For the second year in a row the coalition M-Lab measured broadband speeds in 200 countries. This coalition includes New America’s Open Technology Institute, Google Open Source Research, Princeton University’s PlanetLab and others, compiled by Cable of the UK. The statistics are based upon over 163 million speed tests. The results are available in a spreadsheet and are worth looking at for those that love numbers.

Because the results use speed tests, the vagaries of those tests must be factored into the results. Hopefully all of the reading use the same speed test, because each speed test on the market uses a different algorithm to calculate speed. For example, the algorithm for speedtest.net operated by Ookla discards the fastest 10% and the slowest 30% of the results obtained. Speed tests are overinflated in many instances when ISPs use a burst technology that provides a faster broadband speed for the first minute or two or any web connection.

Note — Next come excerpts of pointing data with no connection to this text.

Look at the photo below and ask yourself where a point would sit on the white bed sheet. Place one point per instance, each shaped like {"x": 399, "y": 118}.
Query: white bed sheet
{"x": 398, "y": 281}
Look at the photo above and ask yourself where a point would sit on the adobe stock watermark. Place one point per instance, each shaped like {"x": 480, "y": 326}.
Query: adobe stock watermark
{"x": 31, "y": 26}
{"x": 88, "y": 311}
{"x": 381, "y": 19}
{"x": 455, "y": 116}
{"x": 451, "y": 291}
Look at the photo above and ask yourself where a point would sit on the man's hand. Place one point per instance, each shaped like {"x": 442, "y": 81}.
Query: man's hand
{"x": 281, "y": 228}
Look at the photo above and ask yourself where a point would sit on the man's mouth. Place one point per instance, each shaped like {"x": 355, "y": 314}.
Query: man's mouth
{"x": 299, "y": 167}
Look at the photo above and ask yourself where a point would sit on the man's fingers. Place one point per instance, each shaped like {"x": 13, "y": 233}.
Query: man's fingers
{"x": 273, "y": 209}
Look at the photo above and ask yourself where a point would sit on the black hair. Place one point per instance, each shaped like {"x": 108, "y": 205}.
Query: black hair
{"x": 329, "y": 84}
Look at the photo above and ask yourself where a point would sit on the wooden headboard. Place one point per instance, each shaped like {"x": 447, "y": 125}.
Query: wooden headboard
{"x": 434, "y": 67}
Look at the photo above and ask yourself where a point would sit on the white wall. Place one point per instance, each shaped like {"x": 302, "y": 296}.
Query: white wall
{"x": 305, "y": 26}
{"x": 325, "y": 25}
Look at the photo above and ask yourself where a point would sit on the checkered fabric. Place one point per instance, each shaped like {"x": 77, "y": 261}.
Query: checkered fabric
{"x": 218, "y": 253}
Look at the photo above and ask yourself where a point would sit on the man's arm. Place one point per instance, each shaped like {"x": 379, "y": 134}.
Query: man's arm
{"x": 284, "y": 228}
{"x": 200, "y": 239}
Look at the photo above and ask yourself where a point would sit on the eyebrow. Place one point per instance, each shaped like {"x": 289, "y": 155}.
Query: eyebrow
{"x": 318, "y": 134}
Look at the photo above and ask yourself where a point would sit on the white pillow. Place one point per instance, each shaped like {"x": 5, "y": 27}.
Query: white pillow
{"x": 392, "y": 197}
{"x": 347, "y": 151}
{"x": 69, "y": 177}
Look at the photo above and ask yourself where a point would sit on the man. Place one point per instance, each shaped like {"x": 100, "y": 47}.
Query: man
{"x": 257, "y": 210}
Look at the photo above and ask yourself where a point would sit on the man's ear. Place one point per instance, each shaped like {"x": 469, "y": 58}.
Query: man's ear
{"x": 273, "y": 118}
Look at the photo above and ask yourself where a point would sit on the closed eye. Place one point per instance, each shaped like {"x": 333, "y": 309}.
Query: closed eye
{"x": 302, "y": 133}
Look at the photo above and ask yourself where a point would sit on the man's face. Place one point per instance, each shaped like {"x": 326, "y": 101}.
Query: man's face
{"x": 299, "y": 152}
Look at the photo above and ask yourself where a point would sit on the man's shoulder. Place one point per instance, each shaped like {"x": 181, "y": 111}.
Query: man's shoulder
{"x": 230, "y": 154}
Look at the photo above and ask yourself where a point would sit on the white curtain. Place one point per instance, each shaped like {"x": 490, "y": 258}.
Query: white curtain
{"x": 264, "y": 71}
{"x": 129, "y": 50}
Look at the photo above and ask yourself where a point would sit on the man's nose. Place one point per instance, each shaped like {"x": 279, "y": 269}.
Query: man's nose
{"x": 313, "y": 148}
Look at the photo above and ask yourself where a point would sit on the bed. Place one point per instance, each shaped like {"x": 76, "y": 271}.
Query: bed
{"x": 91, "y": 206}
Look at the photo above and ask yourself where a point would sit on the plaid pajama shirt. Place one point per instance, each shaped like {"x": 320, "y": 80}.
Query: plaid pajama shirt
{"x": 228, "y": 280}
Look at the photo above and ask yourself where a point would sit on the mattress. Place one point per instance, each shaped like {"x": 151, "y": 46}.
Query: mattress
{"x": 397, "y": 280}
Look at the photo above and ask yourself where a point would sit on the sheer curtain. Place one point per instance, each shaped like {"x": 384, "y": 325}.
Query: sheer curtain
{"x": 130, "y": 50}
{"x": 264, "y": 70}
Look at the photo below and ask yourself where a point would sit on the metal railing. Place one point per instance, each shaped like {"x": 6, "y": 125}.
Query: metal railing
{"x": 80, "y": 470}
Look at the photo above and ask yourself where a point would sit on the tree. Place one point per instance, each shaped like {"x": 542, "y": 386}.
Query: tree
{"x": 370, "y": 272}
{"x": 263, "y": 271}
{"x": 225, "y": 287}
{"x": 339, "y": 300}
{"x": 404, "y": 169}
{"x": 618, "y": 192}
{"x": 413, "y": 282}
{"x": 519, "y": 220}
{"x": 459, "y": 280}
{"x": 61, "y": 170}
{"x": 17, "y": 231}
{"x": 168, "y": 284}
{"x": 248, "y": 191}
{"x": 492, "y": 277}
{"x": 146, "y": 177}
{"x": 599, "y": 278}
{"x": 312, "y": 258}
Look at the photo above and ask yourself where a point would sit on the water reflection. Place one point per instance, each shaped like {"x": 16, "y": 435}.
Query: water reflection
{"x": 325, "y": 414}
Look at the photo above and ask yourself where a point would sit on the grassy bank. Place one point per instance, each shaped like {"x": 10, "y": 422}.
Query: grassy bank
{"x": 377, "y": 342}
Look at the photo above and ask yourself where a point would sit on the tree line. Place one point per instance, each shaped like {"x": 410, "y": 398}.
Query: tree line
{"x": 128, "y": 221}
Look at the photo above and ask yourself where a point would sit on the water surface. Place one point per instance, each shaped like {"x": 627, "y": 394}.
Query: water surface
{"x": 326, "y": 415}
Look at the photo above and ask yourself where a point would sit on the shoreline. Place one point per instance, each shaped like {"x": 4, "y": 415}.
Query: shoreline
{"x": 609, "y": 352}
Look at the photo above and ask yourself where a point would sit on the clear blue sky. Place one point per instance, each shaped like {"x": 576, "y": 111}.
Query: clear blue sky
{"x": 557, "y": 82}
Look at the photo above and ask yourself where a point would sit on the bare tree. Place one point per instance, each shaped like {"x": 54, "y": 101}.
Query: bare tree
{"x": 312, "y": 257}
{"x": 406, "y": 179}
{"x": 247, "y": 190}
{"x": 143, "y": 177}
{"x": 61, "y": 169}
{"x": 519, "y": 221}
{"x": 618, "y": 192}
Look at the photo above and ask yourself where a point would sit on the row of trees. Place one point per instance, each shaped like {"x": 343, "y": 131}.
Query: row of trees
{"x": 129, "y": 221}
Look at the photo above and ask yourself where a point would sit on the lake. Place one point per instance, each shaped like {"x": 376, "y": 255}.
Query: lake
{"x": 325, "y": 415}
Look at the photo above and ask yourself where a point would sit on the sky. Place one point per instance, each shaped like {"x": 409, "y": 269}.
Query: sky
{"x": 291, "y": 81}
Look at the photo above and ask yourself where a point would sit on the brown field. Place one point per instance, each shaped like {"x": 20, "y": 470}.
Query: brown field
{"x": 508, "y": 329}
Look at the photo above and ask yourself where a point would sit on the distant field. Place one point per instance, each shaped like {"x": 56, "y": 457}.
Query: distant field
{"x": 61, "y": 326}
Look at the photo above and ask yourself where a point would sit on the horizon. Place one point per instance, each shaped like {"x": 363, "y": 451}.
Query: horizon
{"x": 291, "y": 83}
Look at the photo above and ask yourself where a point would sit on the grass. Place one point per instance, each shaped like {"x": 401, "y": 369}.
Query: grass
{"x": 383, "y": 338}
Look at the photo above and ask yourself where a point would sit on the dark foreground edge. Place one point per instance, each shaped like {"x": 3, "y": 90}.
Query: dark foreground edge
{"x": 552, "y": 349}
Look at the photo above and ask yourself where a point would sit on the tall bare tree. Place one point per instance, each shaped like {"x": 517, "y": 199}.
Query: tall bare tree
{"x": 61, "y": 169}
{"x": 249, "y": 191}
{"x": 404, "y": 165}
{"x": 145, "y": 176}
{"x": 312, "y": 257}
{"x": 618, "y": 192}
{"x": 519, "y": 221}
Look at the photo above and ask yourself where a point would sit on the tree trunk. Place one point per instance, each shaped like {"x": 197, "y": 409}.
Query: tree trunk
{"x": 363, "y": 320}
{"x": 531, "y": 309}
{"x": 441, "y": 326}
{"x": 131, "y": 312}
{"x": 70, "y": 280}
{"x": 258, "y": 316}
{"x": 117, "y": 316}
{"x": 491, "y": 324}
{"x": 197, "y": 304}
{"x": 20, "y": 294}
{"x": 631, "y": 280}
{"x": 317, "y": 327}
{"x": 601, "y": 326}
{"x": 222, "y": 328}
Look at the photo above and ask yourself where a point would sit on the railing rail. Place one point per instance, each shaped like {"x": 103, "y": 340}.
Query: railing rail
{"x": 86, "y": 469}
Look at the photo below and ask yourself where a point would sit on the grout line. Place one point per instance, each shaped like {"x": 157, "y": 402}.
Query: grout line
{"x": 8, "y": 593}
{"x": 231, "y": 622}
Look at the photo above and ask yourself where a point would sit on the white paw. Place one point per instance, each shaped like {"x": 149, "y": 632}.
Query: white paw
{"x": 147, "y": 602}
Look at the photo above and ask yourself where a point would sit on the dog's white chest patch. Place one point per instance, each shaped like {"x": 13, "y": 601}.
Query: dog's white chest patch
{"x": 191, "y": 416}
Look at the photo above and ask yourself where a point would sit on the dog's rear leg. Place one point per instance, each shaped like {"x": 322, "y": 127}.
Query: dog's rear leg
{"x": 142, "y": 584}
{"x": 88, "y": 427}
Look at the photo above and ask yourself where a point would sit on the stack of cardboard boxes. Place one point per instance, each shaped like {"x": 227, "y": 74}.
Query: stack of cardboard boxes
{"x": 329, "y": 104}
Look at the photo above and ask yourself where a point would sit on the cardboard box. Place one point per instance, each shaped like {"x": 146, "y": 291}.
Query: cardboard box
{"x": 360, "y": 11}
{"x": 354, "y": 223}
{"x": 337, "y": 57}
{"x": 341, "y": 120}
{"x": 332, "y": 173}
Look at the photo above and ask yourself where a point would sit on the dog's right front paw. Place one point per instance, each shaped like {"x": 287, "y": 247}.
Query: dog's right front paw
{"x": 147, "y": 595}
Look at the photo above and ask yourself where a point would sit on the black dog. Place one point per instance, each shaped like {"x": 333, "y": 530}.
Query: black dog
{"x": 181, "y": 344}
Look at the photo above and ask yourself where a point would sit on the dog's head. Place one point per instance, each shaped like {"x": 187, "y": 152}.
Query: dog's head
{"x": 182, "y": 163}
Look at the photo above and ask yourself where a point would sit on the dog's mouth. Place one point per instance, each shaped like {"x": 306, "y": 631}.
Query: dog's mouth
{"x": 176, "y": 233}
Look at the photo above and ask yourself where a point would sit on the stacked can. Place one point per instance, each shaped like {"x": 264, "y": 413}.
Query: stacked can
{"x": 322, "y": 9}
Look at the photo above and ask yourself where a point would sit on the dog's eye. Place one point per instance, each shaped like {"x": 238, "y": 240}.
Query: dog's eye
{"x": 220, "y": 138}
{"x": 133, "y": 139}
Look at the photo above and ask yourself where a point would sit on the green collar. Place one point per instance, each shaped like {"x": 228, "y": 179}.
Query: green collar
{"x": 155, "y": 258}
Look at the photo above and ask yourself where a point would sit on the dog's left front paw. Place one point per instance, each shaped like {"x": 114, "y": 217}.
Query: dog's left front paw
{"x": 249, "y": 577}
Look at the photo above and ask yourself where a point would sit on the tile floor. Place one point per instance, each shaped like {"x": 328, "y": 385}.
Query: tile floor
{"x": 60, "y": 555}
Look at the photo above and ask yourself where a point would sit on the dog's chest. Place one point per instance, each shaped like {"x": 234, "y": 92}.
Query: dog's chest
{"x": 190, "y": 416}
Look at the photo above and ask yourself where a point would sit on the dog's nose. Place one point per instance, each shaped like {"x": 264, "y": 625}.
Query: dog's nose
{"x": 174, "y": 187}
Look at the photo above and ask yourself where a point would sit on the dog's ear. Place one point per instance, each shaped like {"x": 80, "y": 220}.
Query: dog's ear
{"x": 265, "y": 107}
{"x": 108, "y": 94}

The results are also lowered due to any network issues at a customer such as an underperforming WiFi network. The bottom line is that any given speed test number must be taken with a grain of salt, but comparing millions of speed test results ought to make a valid relative comparison.

Overall the tests show a worldwide increase in broadband speeds in just one year of 23%. However, to put that in perspective that’s an increase worldwide going only from 7.4 Mbps to 9.1 Mbps. It’s more interesting to look at the results from the countries with the fastest and slowest broadband. The top 25 fastest broadband countries on the list increased speeds by 28.9% while the bottom 25 only increased by 7.4%.

The US moved up one slot, from number 21 to number 20 to this year – increasing average speeds from 25.0 Mbps to 25.9 Mbps. This is a substantial increase that I think can be attributed to three factors. The most significant is probably that several large cable companies have unilaterally increased base speeds due to the introduction of DOCSIS 3.1. Average speeds also continue to climb as several million customers per year migrate from DSL to cable modems. Finally, we are slowly building fiber to residences and probably added a few million fiber passings last year.

The worldwide broadband leader is Singapore with an average speed of 60.4 Mbps. They are followed by Sweden, Denmark, Norway, Romania, Belgium and the Netherlands. Romania is interesting because they rose 13 places with a jump in speed from 21.3 Mbps to 38.6 Mbps – they obviously have been implementing a lot of fiber. The biggest drop on the chart is Hong Kong that fell 10 places on the list as their broadband speeds dropped slightly from 27.2 Mbps to 26.5 Mbps. It wasn’t too many years ago when Hong Kong was way ahead of the US, but that gap has completely closed.

One of the more important things this research shows is that good broadband can be found in North America, most of Europe and some of southeast Asia. Broadband speeds everywhere else are far behind. The gap between the haves and have-nots is growing. The increase in average speeds for the top 100 countries on the list was 5.4 Mbps in one year while the increase for the bottom countries was only 0.4 Mbps.

It’s also worth remembering that speeds differ within each country. In this country we still have millions of rural homes that have no Internet access or access at third world speeds. The same is likely true around the world with better broadband in urban areas compared to rural areas. It’s also worth remembering that only about 4.1 billion people, or 54% of the population of the world have access to broadband.

These kinds of statistics are useful because they probably act as a goad to governments that are far down the list to find ways to improve broadband. We know that good Internet brings a huge number of economic and other advantages, and countries with good broadband are implementing new technologies that aren’t going to be available in countries with slow broadband networks.

There is hope for those areas with little or now broadband. Several groups are proposing satellites that can bring broadband everywhere. Endeavors like Google’s Loon are looking at bringing broadband to rural areas across the globe. Hopefully we will see speeds in the third world increasing significantly over the next decade. While only in the second year, the work being done by M-Lab is another good measuring stick for governments to measure their progress.